There are a number of positive indicators for SMEs:
- The proportion of SMEs reporting a profit for the previous 12 months trading has increased steadily since the middle of 2013. 76% of SMEs interviewed in Q2 2014 reported a profit (excluding “don’t know” answers), up from 69% in Q2 of 2013
- 36% of SMEs interviewed in the first half of 2014 held more than £5,000 in credit balances compared to 30% in 2012
- In Q2 2014, 30% of SMEs reported an injection of personal funds into the business in the previous 12 months. The proportion putting in personal funds has declined over time (it was 42% in Q2 2013) as fewer SMEs reported that they “had” to put in funds
- The proportion of SMEs with a ‘worse than average’ external risk rating had been increasing over time, to 56% in Q2 2013. Since then, the risk rating profile has improved, with 47% of SMEs interviewed in Q2 2014 in this category.
In Q2 2014, 17% of SMEs saw the economic climate as a major obstacle to running their business. This was a further decline from the peak of 37% in Q1 2012.
At 8%, access to finance remains less likely to be perceived as a major obstacle. This is also the case for those with any plans or aspirations to apply for finance in future (17% in Q2 2014, 27% in Q1 2013).
In the next three months most SMEs (68%) expect to be a ‘Future happy non-seeker’ of finance.
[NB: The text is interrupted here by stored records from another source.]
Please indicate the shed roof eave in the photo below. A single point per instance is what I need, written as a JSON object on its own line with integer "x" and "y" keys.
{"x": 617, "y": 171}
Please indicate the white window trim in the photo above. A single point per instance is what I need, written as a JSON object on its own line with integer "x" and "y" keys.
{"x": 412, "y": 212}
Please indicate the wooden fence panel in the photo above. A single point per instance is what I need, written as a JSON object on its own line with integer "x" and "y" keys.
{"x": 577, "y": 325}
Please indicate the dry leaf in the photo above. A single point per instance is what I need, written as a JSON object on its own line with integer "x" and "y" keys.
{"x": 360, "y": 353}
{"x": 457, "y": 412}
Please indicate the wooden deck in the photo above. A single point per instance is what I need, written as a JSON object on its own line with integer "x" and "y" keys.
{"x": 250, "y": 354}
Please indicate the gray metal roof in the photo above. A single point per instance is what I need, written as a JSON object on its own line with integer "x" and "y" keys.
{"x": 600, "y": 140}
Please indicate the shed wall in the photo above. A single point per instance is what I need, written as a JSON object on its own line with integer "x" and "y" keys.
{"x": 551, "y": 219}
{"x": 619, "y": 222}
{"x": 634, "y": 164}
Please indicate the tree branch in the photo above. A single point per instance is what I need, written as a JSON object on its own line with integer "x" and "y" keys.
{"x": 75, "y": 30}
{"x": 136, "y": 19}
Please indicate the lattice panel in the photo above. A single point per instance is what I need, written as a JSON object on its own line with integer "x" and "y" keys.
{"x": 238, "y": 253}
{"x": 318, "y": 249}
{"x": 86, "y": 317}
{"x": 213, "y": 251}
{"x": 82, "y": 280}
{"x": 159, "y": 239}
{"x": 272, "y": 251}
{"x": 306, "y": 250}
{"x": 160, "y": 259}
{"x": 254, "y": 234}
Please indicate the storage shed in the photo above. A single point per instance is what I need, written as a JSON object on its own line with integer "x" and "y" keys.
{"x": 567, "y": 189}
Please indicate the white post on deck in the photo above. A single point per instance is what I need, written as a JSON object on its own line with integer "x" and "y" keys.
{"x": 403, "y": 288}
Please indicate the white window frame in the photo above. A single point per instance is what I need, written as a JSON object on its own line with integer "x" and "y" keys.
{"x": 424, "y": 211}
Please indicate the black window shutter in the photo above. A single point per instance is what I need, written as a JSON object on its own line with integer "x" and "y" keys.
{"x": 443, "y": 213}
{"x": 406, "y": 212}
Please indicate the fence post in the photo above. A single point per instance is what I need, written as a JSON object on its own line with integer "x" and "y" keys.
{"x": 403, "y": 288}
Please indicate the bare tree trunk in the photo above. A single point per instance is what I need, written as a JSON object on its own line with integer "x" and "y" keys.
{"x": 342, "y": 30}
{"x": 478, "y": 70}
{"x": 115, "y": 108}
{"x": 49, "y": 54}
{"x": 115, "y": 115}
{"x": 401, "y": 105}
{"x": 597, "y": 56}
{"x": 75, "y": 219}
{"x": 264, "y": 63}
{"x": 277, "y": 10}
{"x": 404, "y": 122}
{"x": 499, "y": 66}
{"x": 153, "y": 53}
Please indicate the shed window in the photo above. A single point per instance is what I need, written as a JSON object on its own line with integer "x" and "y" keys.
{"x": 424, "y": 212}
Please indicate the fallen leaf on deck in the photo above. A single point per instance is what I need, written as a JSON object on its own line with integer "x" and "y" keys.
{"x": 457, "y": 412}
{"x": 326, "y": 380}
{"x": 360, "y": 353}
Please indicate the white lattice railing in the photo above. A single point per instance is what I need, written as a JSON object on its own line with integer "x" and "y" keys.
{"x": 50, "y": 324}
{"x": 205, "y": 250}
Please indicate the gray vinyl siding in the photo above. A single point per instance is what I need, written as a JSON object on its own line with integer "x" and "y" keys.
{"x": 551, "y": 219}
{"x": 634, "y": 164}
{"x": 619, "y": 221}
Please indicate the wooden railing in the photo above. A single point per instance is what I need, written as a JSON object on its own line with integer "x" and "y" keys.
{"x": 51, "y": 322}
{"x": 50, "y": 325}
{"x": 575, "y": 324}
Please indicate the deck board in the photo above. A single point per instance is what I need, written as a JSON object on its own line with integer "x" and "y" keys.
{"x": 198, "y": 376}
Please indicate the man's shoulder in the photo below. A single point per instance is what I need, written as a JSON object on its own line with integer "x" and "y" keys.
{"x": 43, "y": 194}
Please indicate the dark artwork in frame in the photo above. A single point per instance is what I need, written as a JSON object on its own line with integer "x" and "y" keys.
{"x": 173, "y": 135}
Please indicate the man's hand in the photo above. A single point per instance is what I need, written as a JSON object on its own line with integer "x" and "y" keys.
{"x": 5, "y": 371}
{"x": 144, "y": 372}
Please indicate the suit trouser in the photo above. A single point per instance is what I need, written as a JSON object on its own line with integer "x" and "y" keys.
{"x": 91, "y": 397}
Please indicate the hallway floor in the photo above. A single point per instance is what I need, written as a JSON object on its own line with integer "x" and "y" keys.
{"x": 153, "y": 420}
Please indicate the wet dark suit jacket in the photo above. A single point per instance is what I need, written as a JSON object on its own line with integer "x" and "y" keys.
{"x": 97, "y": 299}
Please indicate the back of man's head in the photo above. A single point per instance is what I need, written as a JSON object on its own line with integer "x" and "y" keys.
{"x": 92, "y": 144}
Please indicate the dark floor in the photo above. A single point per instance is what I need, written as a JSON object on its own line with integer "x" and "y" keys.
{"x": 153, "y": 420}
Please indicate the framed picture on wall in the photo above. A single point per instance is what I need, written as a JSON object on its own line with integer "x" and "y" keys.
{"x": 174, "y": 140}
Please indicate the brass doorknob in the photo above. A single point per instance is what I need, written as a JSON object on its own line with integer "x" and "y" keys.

Meanwhile, 14% of SMEs plan to apply for new or renewed facilities – this has changed very little over recent waves:
- Of those planning to apply, 43% were confident that their bank would agree to their request. 26% were “not confident” – the lowest proportion in recent waves
- These confidence levels remain lower than the success rate for recent applications (66% for loan and overdraft applications made in the 18 months to Q2 2014).